Выбрать главу

Я сделал вид, что понимаю, о чем он говорит и сменил тему.

— Слушай, Айвен, тут нужно пробить один номер. Я искал, но в сети он не светится. Нужно погоняло этого щавеля, история перемещений между базовыми станциями хотя бы за неделю и местоположение сейчас, сделаешь?

— Почему бы тебе не использовать этот твой primus? — съязвил мой собеседник, но потом смилостивился, — ладно, кидай в Ватссап.

Глядя ему в глаза, я достал из кармана ветерана Его величества с отбитым краем экрана, покопался в нем, а затем, раздражая шефа технического отдела, намерено неспешно записал номер на бумажке. Мистер Персакис криво усмехнулся, пожал плечами и незамедлительно отомстил:

— Будет готово к обеду… чувак.

Он внимательно смотрел на меня, ожидая реакции. Я пожал плечами, время меня вполне устраивало.

— Отлично, как только что-то накопаешь, звякни, лады?

Махнув на прощанье, я потопал на свою персональную Голгофу — наш кабинет в закутке на втором этаже. В коридорах конторы пахло важными делами и несвежими тряпками уборщиц. Тем особым запахом, отличающим бюрократию от реальной жизни. От любой жизни.

В конуре все было так, как мы оставили неделю назад. Все на своих местах в художественном беспорядке. Я прошел в центр между столами и повертелся на месте, раздумывая: с чего бы начать. В голову в очередной раз пришла мысль, что человек никогда не исчезает просто так. После него все равно остаются следы. Мусор, крошки, обрывки, незавершенные дела. Записи, папиллярные узоры, запах. Достаточно обнаружить их все. Это казалось простым делом, особенно если ты не понимаешь с чего начать.

Пройдя мимо обеззараженного хлоргексидином стола Рубинштейна, я сразу направился к заваленному хламом рабочему месту Толстяка. Нужны были детали. Пара намеков. Неясностей. Того ничего, из которого обычно состоят рабочие версии.

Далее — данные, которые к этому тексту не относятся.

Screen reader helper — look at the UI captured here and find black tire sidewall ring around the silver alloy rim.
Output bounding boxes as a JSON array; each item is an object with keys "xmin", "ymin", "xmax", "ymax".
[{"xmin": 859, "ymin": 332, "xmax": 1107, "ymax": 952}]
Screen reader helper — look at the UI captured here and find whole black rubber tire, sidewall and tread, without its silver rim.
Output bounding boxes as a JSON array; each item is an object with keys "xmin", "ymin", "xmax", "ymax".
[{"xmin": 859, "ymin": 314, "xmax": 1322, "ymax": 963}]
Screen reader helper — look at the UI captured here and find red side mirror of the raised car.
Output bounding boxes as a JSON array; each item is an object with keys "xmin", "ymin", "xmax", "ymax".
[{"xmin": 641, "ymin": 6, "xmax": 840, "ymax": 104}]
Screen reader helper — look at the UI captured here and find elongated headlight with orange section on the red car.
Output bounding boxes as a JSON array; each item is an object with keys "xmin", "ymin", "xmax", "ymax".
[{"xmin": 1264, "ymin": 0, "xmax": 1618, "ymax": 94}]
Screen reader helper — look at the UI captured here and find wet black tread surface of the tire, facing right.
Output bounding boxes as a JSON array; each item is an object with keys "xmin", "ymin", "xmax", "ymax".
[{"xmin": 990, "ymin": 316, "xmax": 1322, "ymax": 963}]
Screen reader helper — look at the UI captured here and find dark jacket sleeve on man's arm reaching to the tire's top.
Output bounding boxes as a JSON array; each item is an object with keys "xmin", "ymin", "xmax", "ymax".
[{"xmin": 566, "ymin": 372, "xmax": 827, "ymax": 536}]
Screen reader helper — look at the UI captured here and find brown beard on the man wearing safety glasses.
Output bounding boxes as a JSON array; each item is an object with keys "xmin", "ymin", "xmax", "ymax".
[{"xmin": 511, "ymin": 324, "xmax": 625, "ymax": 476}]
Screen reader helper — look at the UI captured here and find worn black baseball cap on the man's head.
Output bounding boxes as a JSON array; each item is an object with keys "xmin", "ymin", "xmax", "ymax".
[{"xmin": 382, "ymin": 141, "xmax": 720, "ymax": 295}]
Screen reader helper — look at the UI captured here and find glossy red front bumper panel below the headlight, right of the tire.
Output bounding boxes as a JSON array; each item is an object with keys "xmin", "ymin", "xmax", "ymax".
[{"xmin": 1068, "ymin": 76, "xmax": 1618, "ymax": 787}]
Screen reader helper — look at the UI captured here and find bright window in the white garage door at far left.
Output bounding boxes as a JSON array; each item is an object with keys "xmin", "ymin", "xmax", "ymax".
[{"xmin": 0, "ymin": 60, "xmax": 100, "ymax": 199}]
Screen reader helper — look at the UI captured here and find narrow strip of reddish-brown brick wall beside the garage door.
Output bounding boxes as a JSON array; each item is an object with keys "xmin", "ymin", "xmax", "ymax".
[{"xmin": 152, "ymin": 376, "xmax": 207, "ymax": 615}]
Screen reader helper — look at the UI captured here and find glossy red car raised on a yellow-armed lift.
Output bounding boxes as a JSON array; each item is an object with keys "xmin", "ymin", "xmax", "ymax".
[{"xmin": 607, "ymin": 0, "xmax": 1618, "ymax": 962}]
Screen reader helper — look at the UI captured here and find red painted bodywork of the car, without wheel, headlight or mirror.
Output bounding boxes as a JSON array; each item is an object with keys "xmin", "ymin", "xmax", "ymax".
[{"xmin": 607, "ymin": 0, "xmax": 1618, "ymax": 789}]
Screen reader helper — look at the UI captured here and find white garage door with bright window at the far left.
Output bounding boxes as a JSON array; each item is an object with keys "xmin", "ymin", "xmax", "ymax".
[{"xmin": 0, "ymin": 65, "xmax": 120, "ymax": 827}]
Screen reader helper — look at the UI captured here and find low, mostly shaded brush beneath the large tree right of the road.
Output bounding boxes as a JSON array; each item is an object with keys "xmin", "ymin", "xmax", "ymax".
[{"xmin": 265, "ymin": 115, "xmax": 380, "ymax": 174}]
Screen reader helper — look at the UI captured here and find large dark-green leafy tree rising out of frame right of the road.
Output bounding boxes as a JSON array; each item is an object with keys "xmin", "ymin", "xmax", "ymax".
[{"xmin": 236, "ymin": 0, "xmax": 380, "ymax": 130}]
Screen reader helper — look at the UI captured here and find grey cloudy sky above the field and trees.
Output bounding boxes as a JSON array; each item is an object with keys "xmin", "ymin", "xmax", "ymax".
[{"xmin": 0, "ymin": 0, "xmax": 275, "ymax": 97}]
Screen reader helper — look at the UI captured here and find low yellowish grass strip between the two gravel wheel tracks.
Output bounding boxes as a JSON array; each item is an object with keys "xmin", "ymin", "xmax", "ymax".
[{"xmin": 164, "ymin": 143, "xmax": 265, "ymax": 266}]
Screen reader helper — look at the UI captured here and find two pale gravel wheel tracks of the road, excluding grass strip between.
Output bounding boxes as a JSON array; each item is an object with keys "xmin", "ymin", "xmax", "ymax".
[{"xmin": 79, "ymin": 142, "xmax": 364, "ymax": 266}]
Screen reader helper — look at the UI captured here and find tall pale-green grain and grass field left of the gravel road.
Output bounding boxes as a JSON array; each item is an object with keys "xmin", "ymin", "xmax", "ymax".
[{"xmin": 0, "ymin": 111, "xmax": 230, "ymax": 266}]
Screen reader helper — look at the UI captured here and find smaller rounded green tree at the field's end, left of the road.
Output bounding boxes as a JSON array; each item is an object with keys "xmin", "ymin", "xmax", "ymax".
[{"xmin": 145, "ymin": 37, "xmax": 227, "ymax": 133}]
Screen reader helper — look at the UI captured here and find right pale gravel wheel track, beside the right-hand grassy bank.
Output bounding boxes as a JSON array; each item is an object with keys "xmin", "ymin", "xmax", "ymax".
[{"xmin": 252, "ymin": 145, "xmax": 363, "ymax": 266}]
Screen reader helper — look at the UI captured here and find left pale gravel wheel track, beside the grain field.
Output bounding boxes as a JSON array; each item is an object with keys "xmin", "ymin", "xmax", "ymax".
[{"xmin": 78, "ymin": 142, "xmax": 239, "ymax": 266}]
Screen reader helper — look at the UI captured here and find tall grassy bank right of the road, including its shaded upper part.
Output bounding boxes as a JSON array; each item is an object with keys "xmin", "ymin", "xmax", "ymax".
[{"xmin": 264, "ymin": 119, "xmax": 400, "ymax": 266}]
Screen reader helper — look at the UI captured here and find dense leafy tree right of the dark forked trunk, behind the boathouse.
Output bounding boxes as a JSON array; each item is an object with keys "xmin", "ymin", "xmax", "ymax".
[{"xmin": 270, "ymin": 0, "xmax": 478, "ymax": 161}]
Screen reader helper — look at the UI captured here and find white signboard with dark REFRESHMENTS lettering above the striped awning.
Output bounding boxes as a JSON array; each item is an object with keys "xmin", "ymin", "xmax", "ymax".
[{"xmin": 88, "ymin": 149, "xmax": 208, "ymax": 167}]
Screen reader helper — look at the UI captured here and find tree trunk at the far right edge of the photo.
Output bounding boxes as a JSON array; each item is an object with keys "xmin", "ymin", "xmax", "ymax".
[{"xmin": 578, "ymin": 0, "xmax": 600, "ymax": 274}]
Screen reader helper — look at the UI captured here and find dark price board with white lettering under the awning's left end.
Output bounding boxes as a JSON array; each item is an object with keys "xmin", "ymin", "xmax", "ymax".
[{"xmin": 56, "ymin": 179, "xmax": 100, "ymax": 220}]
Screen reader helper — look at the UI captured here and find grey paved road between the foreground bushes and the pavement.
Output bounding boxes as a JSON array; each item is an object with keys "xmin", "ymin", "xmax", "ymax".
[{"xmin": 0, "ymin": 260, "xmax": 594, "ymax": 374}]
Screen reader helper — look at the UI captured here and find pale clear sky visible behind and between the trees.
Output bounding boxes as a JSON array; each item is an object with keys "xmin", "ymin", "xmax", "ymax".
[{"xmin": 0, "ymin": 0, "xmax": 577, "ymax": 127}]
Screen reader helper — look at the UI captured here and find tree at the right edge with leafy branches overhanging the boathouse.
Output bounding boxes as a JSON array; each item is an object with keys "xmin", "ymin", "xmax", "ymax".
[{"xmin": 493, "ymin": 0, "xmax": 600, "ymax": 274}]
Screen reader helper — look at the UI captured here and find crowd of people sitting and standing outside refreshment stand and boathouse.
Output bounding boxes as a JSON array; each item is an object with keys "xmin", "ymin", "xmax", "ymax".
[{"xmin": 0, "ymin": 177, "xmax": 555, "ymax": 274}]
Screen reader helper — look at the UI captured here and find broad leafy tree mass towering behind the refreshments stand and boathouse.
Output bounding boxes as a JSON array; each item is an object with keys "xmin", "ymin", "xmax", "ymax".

Стол еще попахивал дермаситом тридерьмафакта, а к его поверхности были приклеены пятьдесят фунтов в исполнении нюд. Пять чистых листиков денежной бумаги в том месте, где мы их оставили несколько недель назад. Рядом, мемориалом всем незавершенным делам, валялся засохший кусок пиццы.

На почетном месте красовался блокнот для записей, заляпанный кофе и жиром, навевавший мысли о деревенском нужнике, и пара обгрызенных карандашей. Все говорило о рабочей обстановке, будто хозяин всего этого хаоса только встал и отбыл по неотложным делам. Копаться в хламе, наваленном по всему столу, было бесполезно, и я сразу занялся блокнотом.

Записи Его Величества с равным успехом могли дешифровать три человека: Шантильон, прочитавший египетские иероглифы, Алан Тьюринг, взломавший коды Энигмы, и я. И тут дело было в правильной последовательности. Глупой условности, которая с равной долей вероятности вела как к успеху, так и полному краху.

Для начала надо было рассмотреть рисунки. Всю эту наивную порнографию из людей, насекомых, предметов и детских каракуль. Сложить их вместе. Кусочек к кусочку. Главное было не упустить ни одной детали. Каждая из них могла быть важной.

На первой же открытой странице красовалось то, что я ожидал. Два слова — красиво обведённые кривой виньеткой. Найа Лоримеру. Татуировка покойника, название судна и консервная бабуля, торгующая фруктами. Человек и пароход. Еще один из бесчисленных шагов правой ногой, когда в наличии обе левые. Причина деятельного безумия Его толстейшего величества Эдварда-Мишеля Мобалеку Первого. Ниже красовался удивительный перечень:

Мейбеллин тональник

Никс консиллер

Тушь любая, а лучше Л’Ореал

Сорок монет, бль…

В скобках мостился вопль отчаявшегося — «Рубинштейн», после которого следовала череда восклицательных знаков с затесавшимся посторонним вопросительным.

Десять восклицательных знаков. В общем, все было оформлено в фирменном стиле Невозможного, слои неописуемой чепухи, под которой скрывалась правда. Не зная, к какому сорту бессмыслицы отнести добытые сведения, я минуту подумал. Когда особенно нужна истина, жизнь закидывает тебя барахлом вроде записок школьника, которого слегка боднула корова. И, как правило, некому подсказать тебе, как все правильно понять. Сложить пестрый пазл. Добрый боженька на все призывы обычно молчит, хихикая в бороду. Полная неопределенность это бетонное лекало, по которому скроен наш кривой мир.